I think this is a great addition! I think it would be nice if there was an option for how the facets were organized just like in ggplot, as far as number of cols/rows. In many of my use cases, having the data all in one column is much easier to understand at a glance when the grouping variable is continuous or ordinal. The other feature that would help is some sampling options for large data.
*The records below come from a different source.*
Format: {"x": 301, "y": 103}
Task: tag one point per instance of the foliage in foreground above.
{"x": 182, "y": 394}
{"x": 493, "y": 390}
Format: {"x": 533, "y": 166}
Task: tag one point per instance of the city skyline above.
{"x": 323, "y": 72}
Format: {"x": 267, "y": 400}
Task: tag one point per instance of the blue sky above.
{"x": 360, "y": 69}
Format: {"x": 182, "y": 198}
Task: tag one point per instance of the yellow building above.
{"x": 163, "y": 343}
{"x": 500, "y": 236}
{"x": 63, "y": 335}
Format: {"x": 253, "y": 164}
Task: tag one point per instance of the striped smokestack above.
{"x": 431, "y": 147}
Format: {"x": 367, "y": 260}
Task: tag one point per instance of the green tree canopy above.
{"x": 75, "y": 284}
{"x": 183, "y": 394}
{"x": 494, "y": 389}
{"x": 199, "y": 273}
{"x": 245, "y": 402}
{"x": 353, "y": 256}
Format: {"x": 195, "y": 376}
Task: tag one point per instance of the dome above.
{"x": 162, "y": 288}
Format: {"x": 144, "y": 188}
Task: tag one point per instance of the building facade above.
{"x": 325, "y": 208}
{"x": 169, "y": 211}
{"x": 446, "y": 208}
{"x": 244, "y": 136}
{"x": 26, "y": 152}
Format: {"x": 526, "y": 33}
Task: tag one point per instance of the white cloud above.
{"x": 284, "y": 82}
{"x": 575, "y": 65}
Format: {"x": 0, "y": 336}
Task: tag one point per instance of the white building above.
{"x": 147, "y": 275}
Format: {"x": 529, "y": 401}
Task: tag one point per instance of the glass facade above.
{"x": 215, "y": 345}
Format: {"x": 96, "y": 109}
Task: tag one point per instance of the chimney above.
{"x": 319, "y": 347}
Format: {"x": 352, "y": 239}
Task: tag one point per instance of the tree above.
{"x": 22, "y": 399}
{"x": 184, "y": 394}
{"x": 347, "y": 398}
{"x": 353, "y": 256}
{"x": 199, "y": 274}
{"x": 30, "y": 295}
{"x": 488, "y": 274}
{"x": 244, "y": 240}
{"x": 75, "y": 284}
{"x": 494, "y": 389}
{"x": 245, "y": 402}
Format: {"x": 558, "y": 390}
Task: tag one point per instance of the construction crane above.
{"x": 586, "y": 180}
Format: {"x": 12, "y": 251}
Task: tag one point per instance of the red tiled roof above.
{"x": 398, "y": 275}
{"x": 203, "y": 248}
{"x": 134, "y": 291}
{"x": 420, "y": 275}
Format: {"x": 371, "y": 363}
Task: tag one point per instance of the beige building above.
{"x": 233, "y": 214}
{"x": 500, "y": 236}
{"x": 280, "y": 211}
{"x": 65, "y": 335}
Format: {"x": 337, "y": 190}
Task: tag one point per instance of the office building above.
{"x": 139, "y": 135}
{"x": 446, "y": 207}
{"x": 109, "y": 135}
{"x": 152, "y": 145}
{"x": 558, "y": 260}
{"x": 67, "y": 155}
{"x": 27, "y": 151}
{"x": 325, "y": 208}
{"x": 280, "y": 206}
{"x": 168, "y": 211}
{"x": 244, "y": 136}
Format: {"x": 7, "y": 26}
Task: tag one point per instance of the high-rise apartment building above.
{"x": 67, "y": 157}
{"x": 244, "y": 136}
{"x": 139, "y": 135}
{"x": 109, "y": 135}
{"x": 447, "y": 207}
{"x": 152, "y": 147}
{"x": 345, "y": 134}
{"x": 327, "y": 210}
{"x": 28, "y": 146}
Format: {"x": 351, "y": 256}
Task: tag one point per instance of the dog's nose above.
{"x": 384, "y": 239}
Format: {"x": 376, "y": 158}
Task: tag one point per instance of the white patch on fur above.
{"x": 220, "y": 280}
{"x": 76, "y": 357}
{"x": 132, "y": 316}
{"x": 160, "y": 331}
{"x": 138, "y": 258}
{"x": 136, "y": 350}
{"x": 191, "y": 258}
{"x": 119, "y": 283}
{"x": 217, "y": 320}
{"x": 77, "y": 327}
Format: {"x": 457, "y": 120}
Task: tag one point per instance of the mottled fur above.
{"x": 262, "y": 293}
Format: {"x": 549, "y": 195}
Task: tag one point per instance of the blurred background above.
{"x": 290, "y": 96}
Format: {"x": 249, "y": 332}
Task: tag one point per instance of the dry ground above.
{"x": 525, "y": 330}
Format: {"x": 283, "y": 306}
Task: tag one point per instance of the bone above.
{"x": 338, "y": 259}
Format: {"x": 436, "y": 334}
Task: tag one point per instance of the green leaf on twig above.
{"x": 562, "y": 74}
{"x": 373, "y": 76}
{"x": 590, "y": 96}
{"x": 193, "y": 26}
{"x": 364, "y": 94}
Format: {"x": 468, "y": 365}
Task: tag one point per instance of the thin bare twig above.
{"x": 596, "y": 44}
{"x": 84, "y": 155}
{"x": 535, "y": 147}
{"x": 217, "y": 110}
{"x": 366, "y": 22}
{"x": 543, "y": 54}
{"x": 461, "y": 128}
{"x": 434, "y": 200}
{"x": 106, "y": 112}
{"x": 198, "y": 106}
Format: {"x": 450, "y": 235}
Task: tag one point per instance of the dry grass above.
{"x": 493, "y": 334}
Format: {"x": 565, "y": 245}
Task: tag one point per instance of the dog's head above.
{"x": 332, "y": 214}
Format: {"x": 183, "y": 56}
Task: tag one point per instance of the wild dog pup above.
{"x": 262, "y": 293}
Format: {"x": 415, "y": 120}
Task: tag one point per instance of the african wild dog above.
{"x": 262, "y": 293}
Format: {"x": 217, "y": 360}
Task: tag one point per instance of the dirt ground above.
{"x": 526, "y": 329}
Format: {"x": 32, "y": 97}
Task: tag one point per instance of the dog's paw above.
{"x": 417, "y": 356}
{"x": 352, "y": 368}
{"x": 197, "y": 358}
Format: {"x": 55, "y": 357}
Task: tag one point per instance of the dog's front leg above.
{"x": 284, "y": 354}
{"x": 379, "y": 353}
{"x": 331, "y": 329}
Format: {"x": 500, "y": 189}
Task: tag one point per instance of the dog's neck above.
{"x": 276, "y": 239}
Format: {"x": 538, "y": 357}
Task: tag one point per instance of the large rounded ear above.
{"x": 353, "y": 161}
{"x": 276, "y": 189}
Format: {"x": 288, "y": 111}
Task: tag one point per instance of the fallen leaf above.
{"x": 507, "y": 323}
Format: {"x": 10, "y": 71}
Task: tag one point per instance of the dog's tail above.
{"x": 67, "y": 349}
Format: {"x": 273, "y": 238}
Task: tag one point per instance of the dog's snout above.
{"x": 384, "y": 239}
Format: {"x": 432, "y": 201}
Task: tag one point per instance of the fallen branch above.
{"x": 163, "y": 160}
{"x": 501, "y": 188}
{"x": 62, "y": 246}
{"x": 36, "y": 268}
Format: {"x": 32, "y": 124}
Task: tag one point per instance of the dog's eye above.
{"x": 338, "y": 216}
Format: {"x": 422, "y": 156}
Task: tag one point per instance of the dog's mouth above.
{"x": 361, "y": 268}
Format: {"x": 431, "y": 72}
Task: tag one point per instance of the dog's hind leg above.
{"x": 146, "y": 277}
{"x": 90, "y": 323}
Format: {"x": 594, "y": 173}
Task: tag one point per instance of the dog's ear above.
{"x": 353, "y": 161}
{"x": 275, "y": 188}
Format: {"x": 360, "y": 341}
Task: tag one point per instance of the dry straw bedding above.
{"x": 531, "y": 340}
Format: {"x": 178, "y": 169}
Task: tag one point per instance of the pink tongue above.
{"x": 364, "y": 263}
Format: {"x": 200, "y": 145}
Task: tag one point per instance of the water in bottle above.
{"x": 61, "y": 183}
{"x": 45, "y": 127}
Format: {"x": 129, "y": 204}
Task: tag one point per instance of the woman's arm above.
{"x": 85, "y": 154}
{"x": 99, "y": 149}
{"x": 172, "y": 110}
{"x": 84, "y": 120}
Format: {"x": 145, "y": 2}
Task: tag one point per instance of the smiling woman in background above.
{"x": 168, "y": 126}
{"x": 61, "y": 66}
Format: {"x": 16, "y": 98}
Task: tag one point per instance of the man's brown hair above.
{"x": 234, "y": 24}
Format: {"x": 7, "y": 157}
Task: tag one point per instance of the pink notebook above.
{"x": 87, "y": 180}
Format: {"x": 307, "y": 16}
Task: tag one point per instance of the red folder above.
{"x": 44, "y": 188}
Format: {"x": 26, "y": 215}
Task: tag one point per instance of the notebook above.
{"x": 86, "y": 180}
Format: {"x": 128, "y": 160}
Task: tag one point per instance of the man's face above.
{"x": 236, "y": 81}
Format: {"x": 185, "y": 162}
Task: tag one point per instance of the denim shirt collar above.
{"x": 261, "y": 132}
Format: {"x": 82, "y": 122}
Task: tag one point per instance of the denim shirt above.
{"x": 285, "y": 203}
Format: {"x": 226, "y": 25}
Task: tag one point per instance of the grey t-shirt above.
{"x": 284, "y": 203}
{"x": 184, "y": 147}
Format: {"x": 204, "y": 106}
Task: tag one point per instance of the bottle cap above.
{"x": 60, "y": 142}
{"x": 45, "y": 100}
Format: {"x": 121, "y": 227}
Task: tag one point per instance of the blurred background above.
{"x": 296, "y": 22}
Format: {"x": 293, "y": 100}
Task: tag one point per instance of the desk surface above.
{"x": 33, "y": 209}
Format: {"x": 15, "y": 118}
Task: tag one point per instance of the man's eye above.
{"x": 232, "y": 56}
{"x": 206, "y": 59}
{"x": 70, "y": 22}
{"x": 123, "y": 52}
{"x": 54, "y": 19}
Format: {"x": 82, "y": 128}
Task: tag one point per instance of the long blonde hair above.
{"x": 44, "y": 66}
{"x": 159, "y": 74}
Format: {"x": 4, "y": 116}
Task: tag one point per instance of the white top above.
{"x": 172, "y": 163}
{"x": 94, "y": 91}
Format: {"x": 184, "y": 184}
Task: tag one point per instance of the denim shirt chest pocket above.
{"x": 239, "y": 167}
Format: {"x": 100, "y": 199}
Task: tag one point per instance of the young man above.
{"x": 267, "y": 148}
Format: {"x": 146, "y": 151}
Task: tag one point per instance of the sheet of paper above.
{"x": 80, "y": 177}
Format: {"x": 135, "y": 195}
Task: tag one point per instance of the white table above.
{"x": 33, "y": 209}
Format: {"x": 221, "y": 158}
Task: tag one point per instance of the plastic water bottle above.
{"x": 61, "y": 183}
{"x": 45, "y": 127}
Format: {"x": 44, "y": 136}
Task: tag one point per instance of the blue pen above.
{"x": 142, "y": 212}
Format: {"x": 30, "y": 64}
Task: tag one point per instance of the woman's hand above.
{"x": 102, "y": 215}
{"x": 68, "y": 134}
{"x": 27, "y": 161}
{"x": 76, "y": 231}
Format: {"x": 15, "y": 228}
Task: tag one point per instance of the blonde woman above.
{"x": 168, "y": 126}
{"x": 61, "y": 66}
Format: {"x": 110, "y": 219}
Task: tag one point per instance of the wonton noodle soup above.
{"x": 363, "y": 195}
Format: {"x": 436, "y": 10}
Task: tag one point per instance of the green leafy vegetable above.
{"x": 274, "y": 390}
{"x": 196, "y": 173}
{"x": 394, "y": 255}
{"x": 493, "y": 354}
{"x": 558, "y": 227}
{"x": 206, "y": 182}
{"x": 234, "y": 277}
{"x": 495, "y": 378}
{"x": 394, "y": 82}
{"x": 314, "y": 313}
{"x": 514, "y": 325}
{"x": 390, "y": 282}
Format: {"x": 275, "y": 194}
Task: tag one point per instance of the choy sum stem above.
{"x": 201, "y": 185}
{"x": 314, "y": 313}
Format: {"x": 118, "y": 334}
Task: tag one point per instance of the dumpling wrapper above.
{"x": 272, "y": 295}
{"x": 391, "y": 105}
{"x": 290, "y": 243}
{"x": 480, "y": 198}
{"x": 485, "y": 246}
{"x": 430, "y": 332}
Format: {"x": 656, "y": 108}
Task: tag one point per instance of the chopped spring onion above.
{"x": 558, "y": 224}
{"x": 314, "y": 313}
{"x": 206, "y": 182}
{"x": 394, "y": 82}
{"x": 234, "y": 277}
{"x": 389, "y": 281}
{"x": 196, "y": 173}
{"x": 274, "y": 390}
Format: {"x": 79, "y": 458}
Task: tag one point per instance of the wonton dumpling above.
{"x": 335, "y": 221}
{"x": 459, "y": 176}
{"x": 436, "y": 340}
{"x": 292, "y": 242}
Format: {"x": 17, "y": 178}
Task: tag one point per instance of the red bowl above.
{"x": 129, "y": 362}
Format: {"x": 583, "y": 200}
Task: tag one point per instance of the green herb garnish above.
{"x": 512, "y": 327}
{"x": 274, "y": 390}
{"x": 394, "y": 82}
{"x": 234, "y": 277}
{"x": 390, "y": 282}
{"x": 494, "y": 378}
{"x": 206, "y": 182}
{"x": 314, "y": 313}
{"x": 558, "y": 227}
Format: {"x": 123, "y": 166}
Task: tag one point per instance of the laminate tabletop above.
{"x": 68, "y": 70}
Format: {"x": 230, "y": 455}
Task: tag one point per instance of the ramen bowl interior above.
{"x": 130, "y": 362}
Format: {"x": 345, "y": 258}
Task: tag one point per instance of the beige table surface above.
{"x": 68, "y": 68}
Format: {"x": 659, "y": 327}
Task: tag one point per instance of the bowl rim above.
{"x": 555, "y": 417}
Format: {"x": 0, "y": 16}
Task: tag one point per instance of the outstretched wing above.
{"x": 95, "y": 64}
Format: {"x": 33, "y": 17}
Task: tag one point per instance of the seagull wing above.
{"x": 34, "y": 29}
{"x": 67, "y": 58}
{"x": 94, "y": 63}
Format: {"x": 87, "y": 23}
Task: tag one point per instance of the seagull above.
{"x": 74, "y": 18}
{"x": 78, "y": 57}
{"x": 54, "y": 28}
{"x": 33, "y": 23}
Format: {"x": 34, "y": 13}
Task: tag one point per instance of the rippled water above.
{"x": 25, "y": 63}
Since I last posted, I greatly improved my function to be generalizable to any data (before it was just for IPEDS). In addition, it has the following features:

  1. Handles multiple methods in line with vis_dat functions: vis_dat, vis_miss, vis_value
  2. Handles existing grouping structure (as does yours)
  3. Makes assumptions about taking a sample fraction for large data based on the method and distributes it evenly across groups: for vis_miss and vis_val, it keeps all data. For vis_dat it takes a fraction based on the number of rows.
  4. Has the option of using parallelization via furrr if a future::plan() is set (if it is not, the plan is sequential by default)

Drawbacks/Issues:

Anyways, I'll share this code in case any of it is useful.

#' vis_dat for grouped data
#' @description Produce a vis_dat plot for ipeds data split by year with optional sampling.
#' `r lifecycle::badge('maturing')`
#'
#' Note that parallel processing is built in if a `future::plan()` is set
#' @importFrom magrittr "%>%"
#' @param ... bare, unquoted column(s) to use as the index to group by. Alternatively will accept a grouped df.
#' @param .sample_frac Percent of observations to sample from each year.  Default "auto" samples down to 100,000 rows, split evenly between groups for vis_dat. For vis_miss and vis_value, "auto" uses all data.
#' @param method Which visdat function to use. One of "vis_dat", "vis_miss", or "vis_value".  Accepts shorthand "dat", "val", and "miss".
#' @return visdat plot separated by grouping variable.
#' @examples
#' \dontrun{
#' diamonds %>% visdat_grouped(facet_group = cut)
#' }
#' @importFrom rlang .data
#' @export

visdat_grouped <- function(.data, ..., method = "vis_dat", .sample_frac = "auto") {

  is_pregrouped <- dplyr::is_grouped_df(.data) #Does the data already have grouping structure?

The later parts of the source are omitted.